Dudé unos instantes antes de entregarle el DNI, pero la suerte estaba echada vía manipulador Booking. El fluorescente de un Top-less colindante auguraba que la noche en el hotel Leuka podría ser una pesadilla. De hecho lo fue, igual que para los 50 jubilados que venían del Imserso y que desembarcaron delante mío desdoblándose al salir de un autobús, cercano también a la pensión contributiva por su aspecto: Cruel.
La cena la resolví en El Merengue de los años 60, sin reformar, de familia y del Alicante sin avenidas. Antes del plato combinado, me ofrecieron «gran Hermano o el fútbol». «Fútbol», dije. Se jugaba la «Copa Montoro», a tenor de los morosos a pie de campo.
De postre, más vino.
Volví a la España sin wi-fi, sin desodorante, sin mando a distancia. Hay que desintoxicarse de tanto flujo hiperinformativo, pensé. Pero el objetivo de este post no es llorar por el papel prensa de aquel Diario Información, que pasó de ser del movimiento nacional a las manos «privadas», sino la de cuestionar el poder informativo de internet.

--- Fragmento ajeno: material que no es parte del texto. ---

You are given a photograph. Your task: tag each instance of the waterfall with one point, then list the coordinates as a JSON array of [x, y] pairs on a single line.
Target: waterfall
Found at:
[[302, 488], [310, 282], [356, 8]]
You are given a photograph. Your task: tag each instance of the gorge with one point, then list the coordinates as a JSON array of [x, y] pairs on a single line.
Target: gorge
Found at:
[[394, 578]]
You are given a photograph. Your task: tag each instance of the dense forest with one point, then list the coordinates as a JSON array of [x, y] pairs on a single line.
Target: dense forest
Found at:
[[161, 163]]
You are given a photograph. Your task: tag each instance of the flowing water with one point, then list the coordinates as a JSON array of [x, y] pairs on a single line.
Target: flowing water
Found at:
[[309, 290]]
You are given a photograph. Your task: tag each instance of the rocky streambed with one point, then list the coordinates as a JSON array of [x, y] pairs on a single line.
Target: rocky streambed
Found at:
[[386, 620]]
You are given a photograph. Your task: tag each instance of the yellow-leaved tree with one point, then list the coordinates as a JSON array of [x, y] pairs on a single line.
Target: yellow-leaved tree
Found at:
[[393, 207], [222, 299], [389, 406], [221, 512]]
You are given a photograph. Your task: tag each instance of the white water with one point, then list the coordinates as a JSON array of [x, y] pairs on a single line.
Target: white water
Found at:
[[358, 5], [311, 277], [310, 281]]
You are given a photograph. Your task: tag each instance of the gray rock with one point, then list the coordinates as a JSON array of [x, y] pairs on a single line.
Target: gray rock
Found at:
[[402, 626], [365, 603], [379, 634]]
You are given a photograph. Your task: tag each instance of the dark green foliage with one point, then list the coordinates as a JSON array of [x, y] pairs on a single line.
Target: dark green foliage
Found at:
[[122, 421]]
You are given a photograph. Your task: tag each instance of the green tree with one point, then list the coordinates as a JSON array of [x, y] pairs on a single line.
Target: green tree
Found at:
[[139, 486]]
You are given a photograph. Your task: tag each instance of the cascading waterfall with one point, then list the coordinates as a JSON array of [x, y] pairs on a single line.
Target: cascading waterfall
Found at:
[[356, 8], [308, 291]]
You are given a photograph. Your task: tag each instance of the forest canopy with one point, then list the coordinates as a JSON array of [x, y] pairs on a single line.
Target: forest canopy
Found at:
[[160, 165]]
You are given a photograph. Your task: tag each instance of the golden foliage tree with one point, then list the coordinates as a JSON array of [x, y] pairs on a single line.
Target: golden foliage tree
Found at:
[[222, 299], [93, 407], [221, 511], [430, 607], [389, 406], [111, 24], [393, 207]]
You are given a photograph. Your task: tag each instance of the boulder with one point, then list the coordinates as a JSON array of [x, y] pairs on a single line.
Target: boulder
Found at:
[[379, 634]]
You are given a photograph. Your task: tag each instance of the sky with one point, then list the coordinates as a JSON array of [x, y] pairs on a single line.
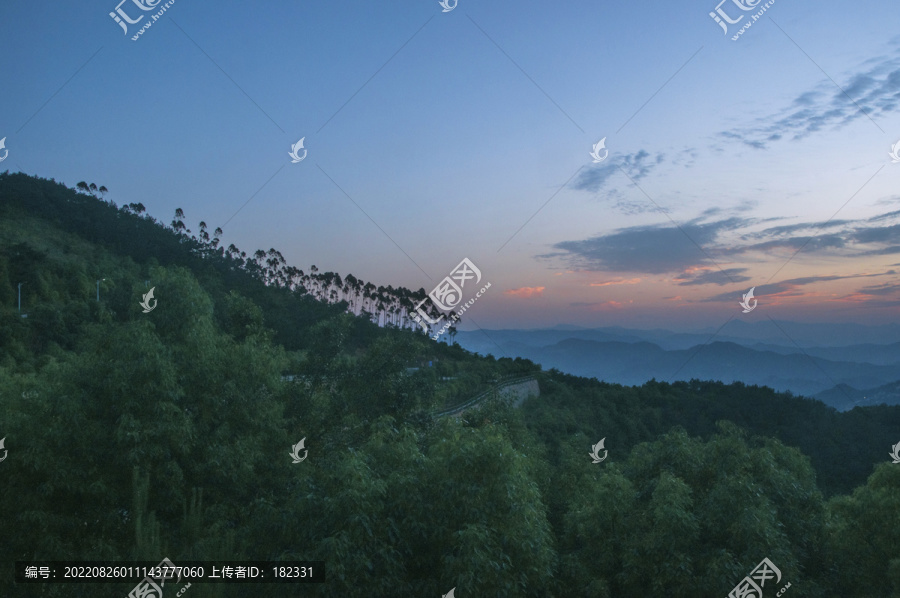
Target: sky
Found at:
[[735, 160]]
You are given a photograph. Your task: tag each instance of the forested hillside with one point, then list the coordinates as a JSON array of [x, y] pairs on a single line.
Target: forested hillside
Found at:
[[138, 436]]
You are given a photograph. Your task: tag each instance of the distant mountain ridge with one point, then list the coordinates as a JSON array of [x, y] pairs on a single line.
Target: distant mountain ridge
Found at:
[[623, 356]]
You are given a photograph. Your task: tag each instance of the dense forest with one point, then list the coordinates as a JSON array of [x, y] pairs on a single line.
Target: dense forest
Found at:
[[139, 436]]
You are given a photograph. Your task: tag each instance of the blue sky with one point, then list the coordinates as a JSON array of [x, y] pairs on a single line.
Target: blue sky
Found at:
[[436, 136]]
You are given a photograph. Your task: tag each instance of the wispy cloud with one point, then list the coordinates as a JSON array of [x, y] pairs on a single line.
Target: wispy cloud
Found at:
[[525, 292], [692, 250], [638, 165], [615, 282], [873, 90]]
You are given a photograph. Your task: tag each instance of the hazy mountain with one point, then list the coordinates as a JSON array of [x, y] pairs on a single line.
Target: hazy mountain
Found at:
[[849, 338], [619, 358], [844, 397]]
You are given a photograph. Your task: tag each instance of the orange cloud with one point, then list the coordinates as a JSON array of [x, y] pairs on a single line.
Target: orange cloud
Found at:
[[525, 292]]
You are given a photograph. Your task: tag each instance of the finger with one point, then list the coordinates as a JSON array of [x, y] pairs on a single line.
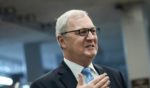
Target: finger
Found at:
[[100, 77], [80, 80], [102, 82], [106, 85]]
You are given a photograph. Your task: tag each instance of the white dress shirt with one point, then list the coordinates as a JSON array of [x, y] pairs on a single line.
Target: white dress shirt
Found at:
[[76, 69]]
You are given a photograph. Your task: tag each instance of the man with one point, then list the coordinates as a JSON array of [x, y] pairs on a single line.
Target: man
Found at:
[[77, 37]]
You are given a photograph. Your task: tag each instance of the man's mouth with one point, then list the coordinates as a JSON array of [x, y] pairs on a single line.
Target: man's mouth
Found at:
[[89, 46]]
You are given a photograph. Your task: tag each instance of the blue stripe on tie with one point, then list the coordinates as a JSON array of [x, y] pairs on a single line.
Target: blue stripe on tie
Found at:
[[88, 74]]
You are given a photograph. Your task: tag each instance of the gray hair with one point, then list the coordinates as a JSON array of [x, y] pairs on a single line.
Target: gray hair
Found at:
[[62, 21]]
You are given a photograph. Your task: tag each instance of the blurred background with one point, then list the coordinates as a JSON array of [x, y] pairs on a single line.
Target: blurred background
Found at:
[[28, 47]]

La evolución de las redes sociales está confirmando la vigencia de la teorías tradicionales de la sociología de la comunicación. Facebook, así como Twitter, son puro interaccionismo simbólico, una pantalla que exhibe nuestro lado pixelado con un enfoque siempre limitado por el contexto y la opinión instantánea.
Una interrelación que proyecta nuestra personalidad adaptada a la capacidad de comprensión de nuestra audiencia. Puro «framing». Generamos una idea, un mensaje procesado para la red y no para la conversación natural cara a cara. Se pierden los matices, la semántica del instante, se «pantalliza» nuestra personalidad.

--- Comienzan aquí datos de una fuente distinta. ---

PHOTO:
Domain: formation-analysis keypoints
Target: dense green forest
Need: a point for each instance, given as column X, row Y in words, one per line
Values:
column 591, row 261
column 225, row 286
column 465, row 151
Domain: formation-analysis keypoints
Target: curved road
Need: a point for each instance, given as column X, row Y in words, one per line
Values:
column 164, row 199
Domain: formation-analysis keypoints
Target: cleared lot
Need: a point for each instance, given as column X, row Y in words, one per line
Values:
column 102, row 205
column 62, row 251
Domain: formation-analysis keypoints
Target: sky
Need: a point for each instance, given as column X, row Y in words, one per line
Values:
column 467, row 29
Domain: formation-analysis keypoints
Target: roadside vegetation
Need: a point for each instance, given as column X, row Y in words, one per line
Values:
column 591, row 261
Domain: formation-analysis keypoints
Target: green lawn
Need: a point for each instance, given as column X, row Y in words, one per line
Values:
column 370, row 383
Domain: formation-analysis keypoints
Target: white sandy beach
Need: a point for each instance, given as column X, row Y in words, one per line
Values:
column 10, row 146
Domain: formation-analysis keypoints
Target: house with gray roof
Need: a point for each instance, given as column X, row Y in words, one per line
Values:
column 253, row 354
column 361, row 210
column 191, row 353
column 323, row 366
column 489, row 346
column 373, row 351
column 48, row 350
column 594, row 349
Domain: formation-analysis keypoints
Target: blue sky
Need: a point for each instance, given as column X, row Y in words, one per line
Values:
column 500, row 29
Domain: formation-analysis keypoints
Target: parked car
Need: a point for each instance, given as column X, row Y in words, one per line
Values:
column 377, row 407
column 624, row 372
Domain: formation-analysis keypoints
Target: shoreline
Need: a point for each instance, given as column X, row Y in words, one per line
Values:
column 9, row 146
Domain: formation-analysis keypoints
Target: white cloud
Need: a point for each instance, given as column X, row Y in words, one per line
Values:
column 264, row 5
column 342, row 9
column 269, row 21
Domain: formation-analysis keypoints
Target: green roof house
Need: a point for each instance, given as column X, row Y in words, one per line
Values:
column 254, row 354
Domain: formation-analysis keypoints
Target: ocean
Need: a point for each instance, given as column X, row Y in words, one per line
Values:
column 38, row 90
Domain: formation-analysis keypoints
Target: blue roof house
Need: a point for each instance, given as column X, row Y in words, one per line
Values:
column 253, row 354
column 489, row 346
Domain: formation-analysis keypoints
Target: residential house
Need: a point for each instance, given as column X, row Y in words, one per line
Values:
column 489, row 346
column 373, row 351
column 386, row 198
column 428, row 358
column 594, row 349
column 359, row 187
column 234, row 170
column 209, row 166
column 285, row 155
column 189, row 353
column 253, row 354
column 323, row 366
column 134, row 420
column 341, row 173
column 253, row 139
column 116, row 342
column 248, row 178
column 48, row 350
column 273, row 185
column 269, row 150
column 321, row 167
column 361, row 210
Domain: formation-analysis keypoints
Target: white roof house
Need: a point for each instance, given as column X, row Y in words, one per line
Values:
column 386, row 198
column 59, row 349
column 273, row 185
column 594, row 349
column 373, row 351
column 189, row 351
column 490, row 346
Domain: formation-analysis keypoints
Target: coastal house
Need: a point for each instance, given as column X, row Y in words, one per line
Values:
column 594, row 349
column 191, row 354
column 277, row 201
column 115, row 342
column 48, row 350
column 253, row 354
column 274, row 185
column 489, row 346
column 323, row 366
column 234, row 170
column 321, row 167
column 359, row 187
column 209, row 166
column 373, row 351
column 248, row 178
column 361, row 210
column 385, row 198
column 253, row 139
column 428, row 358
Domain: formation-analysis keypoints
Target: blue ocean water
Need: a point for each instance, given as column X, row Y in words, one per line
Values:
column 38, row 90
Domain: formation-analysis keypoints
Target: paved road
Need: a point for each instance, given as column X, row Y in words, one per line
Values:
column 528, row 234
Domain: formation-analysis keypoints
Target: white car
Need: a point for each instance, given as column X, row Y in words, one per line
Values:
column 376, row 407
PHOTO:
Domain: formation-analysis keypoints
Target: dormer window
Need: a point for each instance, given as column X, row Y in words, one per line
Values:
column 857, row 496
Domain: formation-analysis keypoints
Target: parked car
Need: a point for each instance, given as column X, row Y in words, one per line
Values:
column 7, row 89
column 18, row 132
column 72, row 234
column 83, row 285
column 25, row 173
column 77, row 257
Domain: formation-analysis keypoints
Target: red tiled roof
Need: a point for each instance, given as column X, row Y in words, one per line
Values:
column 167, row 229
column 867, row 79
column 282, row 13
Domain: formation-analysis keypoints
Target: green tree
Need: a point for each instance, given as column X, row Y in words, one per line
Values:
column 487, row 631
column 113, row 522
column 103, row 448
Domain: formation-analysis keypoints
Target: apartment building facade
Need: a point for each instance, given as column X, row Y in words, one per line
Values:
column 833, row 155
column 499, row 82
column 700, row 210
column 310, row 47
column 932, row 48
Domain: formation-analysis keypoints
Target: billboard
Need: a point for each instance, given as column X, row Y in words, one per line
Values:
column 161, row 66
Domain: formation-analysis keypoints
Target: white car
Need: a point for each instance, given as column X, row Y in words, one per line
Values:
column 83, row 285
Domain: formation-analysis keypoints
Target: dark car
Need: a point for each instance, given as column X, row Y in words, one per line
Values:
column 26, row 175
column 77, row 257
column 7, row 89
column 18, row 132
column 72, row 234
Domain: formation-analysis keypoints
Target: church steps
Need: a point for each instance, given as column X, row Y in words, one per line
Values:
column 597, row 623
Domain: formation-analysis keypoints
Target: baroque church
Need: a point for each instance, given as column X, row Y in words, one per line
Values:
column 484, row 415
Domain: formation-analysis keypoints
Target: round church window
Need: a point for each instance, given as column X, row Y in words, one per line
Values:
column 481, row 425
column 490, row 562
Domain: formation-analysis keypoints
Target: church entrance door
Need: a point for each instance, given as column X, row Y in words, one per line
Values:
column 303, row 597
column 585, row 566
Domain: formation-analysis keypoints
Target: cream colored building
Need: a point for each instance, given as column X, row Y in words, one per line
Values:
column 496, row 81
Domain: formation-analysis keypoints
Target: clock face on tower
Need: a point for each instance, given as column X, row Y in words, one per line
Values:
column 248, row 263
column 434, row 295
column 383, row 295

David Trueba se «retractaba» de su «no me siento español», cuando en realidad era una frase procesada para un público distinto, en un contexto radicalmente diferente a la red y enunciada desde el humor y la ironía. No le hemos perdonado; la red no perdona.

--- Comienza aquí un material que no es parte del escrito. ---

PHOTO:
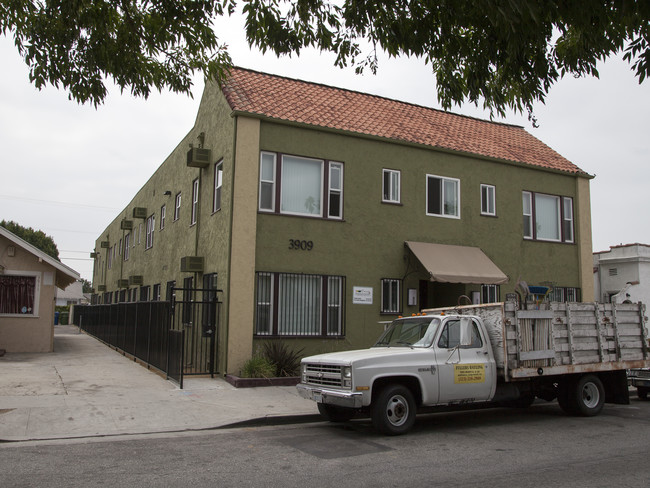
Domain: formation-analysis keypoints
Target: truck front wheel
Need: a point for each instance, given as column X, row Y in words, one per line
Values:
column 393, row 411
column 588, row 396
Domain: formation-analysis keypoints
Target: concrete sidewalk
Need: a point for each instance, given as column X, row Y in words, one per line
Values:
column 86, row 389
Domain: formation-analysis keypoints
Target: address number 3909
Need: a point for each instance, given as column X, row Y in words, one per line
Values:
column 300, row 245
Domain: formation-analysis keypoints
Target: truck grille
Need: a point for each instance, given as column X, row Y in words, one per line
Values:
column 324, row 375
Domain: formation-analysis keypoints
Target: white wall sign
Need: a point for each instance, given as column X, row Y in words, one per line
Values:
column 362, row 295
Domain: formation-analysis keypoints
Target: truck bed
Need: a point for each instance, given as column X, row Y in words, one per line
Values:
column 562, row 338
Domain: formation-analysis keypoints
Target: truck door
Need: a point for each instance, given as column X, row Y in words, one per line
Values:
column 465, row 372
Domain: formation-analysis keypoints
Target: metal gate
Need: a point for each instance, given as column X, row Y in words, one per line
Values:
column 196, row 311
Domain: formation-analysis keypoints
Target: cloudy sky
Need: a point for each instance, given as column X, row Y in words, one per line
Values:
column 69, row 169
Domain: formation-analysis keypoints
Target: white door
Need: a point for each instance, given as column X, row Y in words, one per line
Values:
column 465, row 373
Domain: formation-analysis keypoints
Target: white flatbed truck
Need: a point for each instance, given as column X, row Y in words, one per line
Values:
column 577, row 353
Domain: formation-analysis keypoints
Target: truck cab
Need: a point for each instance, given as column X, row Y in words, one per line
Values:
column 422, row 360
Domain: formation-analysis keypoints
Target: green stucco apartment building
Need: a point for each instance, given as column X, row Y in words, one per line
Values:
column 323, row 213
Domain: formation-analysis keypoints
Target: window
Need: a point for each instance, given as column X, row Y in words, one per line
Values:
column 488, row 205
column 335, row 191
column 443, row 196
column 156, row 292
column 151, row 222
column 177, row 206
column 567, row 220
column 18, row 295
column 218, row 182
column 390, row 186
column 299, row 305
column 489, row 293
column 391, row 300
column 144, row 293
column 547, row 217
column 267, row 182
column 195, row 200
column 295, row 186
column 565, row 294
column 450, row 336
column 127, row 246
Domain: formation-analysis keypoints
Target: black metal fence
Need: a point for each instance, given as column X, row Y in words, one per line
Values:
column 177, row 337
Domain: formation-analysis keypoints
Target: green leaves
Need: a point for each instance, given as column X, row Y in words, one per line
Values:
column 505, row 53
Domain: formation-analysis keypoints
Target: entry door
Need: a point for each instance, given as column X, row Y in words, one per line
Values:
column 466, row 373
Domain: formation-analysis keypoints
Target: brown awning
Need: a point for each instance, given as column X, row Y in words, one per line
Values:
column 457, row 264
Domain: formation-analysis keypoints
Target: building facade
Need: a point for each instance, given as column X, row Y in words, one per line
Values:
column 321, row 213
column 29, row 279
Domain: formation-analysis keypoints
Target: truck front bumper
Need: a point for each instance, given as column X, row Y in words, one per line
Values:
column 339, row 398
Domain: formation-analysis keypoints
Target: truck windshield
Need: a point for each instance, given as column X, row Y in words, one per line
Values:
column 411, row 332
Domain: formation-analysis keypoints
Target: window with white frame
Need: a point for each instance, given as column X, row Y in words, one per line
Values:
column 391, row 297
column 195, row 201
column 301, row 186
column 151, row 224
column 489, row 293
column 488, row 200
column 547, row 217
column 177, row 206
column 19, row 294
column 127, row 246
column 390, row 186
column 335, row 207
column 299, row 305
column 218, row 182
column 443, row 196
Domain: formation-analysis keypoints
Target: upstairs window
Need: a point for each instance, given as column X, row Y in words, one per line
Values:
column 390, row 186
column 151, row 223
column 443, row 197
column 218, row 181
column 177, row 206
column 294, row 185
column 547, row 217
column 488, row 200
column 195, row 201
column 163, row 213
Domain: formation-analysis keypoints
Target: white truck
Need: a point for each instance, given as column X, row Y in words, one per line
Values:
column 577, row 353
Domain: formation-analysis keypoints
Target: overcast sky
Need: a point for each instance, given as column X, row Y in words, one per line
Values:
column 69, row 169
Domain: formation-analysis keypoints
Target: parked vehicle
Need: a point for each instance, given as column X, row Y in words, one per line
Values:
column 577, row 353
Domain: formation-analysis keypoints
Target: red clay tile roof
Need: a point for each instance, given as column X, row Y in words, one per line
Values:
column 319, row 105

Pero la acción sepulturera de las redes sociales sobre el sentido estricto de la expresión alcanza la cumbre del despropósito cuando el «fake», la broma, el gamberrismo informativo irrumpe en el devenir de la actualidad.
No se puede pedir precisión absoluta en el diálogo en la barra del bar de las redes, pero si un mínimo de decencia a las empresas que amparan cualquier contenido, desde la calumnia a la pornografía, la pedofilia; pasando por la destrucción masiva de la reputación de cualquiera.
Es por eso que estamos en lo de siempre. Ética de la información en un sector de mass media tecnologizado por ídolos de la nueva economía. Los mismos ídolos que pagan criopreservar la maternidad/paternidad hasta que el beneficio sacie el apetito de los jefes, llámese Apple o Facebook.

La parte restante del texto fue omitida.